Today me and my friends had a long debate on a question.
I am not writing the full question but only the main point.
Let
$$f(n) = \frac{1}{S_n - \frac{1}{15}} $$
We found out $S_n$ to be: $$S_n = \sum_{k=1}^n{\frac{1}{(2n-1)(2n+1)(2n+3)(2n+5)}} $$
Question: How many roots will $f(n) = 0$ have?
I said that $f(n)$ can't be zero.

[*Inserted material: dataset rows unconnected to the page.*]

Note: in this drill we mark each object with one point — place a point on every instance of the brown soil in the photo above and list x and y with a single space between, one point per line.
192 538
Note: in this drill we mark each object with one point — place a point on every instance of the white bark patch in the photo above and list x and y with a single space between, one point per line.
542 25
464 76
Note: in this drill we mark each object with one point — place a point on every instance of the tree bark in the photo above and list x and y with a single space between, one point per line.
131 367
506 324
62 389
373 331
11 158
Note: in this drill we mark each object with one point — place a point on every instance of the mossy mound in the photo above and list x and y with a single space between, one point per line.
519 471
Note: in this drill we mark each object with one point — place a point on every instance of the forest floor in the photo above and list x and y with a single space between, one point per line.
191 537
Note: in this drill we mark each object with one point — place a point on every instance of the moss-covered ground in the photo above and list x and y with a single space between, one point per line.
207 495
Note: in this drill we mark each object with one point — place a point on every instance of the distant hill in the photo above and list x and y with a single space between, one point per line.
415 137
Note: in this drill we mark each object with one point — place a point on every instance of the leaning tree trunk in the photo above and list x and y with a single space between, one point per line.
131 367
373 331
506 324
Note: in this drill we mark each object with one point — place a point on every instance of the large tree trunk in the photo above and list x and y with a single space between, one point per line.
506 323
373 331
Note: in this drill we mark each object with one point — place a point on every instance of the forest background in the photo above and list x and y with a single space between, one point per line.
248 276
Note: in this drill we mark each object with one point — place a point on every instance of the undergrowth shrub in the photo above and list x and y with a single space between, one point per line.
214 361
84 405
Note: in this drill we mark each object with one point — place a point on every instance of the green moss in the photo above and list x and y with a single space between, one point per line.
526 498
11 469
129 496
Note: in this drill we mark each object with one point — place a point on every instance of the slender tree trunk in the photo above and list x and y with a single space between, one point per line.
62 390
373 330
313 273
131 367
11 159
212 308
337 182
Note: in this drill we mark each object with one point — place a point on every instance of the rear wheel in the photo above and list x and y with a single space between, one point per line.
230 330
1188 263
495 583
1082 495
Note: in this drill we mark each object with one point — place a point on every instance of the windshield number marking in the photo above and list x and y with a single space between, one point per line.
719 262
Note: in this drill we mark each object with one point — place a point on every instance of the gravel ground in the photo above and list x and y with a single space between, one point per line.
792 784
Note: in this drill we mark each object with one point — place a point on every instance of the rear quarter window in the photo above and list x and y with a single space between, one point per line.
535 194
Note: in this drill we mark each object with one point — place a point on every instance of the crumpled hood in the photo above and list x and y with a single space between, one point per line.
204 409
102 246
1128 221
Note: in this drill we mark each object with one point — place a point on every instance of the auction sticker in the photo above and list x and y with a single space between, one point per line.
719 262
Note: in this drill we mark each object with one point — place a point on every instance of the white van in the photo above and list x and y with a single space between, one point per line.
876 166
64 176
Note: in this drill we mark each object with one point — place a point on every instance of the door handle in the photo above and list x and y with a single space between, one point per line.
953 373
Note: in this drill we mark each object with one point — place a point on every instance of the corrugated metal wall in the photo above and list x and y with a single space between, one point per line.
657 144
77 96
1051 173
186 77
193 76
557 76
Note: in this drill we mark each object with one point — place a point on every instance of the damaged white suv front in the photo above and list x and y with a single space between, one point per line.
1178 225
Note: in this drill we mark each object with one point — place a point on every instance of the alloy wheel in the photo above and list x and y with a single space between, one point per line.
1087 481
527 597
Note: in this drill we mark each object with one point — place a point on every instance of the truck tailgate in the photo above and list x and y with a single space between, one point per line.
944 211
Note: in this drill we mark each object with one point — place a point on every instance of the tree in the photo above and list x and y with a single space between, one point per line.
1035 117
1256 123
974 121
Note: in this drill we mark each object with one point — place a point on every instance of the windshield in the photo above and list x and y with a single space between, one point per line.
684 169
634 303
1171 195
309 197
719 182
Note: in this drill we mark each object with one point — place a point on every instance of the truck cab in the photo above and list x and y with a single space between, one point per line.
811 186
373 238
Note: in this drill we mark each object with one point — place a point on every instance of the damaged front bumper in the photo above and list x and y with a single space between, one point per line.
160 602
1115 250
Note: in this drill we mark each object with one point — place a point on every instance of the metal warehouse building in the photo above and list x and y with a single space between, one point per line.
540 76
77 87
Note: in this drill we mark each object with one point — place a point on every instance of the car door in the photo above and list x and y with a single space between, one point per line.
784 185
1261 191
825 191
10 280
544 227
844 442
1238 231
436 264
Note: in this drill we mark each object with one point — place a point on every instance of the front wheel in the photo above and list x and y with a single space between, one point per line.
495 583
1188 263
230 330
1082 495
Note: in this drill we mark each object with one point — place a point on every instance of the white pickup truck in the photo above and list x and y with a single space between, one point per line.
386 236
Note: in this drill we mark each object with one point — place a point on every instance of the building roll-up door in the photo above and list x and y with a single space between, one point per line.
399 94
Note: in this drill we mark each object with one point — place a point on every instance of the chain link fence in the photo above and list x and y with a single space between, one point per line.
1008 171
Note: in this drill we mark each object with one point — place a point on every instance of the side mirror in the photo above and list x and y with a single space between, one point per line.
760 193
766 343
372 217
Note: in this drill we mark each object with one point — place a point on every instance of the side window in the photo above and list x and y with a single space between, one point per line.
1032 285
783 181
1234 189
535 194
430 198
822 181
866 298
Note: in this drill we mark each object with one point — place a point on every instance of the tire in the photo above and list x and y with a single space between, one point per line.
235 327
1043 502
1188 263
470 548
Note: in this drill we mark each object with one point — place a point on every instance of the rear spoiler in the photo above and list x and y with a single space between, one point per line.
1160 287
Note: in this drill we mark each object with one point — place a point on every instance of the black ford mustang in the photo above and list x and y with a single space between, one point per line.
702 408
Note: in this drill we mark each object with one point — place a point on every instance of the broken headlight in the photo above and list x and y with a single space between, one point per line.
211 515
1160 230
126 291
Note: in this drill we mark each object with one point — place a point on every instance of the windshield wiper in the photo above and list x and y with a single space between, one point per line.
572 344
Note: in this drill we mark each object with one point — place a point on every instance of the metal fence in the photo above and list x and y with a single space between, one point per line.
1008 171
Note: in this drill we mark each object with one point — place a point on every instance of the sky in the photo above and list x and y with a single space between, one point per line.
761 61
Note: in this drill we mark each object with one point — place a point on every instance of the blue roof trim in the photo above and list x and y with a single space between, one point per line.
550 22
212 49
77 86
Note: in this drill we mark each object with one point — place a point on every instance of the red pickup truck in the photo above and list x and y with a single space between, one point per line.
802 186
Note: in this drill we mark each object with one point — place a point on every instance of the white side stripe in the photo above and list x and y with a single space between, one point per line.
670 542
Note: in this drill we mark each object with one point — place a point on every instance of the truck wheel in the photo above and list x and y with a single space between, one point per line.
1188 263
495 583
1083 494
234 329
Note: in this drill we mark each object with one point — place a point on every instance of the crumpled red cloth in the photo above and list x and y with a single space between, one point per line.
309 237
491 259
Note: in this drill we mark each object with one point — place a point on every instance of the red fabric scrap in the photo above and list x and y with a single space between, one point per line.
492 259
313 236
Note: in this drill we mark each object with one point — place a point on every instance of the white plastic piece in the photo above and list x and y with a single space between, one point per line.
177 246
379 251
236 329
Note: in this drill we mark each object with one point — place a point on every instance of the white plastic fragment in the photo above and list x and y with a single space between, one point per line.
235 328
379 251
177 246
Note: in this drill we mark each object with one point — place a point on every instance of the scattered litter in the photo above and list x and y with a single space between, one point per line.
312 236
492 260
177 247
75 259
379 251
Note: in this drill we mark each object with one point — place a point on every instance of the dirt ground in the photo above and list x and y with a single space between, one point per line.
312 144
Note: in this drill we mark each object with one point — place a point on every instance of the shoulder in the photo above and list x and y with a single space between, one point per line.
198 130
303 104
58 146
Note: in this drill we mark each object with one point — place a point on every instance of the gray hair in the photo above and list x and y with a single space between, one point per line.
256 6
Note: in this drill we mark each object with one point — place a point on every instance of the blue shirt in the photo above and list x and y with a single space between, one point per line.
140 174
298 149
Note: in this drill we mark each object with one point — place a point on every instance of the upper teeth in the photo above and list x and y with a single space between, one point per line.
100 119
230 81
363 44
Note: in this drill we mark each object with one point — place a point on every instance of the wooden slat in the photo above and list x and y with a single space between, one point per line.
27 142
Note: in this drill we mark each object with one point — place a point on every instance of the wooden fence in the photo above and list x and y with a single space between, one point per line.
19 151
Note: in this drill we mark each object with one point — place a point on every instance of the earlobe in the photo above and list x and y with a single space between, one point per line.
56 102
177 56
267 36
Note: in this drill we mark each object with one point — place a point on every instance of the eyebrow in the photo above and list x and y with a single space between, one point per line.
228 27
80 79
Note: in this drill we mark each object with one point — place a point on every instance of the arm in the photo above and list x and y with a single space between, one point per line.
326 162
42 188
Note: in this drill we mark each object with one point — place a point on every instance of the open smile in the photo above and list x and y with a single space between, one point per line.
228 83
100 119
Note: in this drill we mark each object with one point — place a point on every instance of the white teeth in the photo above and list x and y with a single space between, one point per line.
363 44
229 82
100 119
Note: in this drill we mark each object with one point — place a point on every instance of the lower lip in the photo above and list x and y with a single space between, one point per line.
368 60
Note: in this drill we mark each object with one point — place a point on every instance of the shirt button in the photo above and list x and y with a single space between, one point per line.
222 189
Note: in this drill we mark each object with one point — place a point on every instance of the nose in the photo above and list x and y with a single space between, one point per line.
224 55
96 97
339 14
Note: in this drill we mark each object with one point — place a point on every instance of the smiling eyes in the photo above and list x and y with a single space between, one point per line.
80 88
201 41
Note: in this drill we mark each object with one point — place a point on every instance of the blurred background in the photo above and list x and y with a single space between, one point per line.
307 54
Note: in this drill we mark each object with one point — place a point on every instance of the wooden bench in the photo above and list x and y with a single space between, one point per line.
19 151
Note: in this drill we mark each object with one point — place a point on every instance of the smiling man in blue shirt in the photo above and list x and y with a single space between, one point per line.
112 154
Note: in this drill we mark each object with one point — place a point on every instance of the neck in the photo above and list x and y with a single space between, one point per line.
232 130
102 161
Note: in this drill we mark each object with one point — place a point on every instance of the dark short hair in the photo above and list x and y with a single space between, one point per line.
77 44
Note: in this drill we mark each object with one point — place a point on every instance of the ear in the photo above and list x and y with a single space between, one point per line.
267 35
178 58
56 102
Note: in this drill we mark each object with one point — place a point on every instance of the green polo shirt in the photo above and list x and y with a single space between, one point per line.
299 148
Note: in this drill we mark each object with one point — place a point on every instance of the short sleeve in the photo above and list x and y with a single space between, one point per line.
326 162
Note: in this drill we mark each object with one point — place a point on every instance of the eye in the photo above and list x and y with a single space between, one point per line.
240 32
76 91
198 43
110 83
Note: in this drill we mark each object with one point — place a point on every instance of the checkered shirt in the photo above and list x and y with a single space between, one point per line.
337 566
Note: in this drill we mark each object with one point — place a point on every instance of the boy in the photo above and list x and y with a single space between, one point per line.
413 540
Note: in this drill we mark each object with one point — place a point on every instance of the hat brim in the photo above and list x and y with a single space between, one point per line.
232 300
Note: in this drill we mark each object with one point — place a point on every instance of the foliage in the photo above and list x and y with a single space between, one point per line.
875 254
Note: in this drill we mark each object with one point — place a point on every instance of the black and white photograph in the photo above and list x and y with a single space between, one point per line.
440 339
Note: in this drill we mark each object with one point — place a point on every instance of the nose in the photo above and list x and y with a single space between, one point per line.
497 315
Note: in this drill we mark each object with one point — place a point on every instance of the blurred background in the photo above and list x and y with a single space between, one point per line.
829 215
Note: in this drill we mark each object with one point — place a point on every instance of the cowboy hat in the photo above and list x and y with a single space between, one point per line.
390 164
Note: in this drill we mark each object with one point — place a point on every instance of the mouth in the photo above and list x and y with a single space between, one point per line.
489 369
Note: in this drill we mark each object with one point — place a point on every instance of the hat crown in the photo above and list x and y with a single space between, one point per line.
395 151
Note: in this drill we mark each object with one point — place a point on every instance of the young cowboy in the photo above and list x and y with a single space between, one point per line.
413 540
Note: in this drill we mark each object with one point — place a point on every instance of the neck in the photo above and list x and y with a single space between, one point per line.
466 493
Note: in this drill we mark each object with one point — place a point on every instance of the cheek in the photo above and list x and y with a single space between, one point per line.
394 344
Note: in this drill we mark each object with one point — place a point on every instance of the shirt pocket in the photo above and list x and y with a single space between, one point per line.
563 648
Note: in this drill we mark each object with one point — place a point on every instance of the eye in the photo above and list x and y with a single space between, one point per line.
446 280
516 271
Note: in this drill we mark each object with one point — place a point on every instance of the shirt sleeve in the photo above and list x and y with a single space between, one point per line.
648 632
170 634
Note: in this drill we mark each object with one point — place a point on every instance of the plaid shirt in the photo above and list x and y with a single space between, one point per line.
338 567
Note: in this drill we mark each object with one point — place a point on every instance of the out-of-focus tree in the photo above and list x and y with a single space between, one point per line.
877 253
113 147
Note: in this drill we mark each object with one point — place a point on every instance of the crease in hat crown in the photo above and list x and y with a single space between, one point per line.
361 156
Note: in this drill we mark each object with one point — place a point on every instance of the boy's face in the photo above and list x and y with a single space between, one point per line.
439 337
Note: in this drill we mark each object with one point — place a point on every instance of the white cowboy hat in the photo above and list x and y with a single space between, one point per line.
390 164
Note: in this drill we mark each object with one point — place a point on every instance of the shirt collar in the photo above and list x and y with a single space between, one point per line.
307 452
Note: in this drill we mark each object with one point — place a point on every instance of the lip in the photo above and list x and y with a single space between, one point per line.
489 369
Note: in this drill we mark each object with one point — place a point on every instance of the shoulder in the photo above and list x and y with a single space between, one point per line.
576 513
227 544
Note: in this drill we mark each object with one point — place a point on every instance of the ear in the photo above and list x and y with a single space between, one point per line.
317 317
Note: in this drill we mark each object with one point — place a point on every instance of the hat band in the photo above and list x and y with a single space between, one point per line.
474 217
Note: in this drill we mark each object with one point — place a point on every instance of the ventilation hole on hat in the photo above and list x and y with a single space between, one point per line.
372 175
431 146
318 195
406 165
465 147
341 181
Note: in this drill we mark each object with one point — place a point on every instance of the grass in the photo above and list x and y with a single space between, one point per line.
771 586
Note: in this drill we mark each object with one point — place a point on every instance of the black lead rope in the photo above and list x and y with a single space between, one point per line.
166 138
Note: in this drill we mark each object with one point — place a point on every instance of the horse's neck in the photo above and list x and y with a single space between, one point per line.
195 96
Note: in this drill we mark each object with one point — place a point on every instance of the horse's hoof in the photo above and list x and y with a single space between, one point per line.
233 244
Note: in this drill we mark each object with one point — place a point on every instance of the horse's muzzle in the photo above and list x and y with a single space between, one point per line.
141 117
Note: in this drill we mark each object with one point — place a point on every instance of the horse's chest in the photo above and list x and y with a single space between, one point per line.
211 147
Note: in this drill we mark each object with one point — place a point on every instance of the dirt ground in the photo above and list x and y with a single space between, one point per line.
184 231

So the answer will be None of these.
Because, for example:
Let
$$a = x² -4x + 4$$
For $a = 0$, $x$ should be $\pm2$
But now let $$b = \frac{1}{\frac{1}{t²-4t+4} + 1} $$ Taking LCM we get: $$b = \frac{t²-4t+4}{t²-4t+5}$$ Now for $b$ to be zero, $t$ should be $\pm2$. But if t is $\pm2$ the expression $t²-4t+4$ will become zero and in initial b $1/0$ will occur which should not be there.
If $$t=\pm2$$ Then $$b = \frac{1}{\frac{1}{0} + 1}$$
So I say b can never be zero. Two of us said this and the other two were not agreeing. Am I correct or my friend?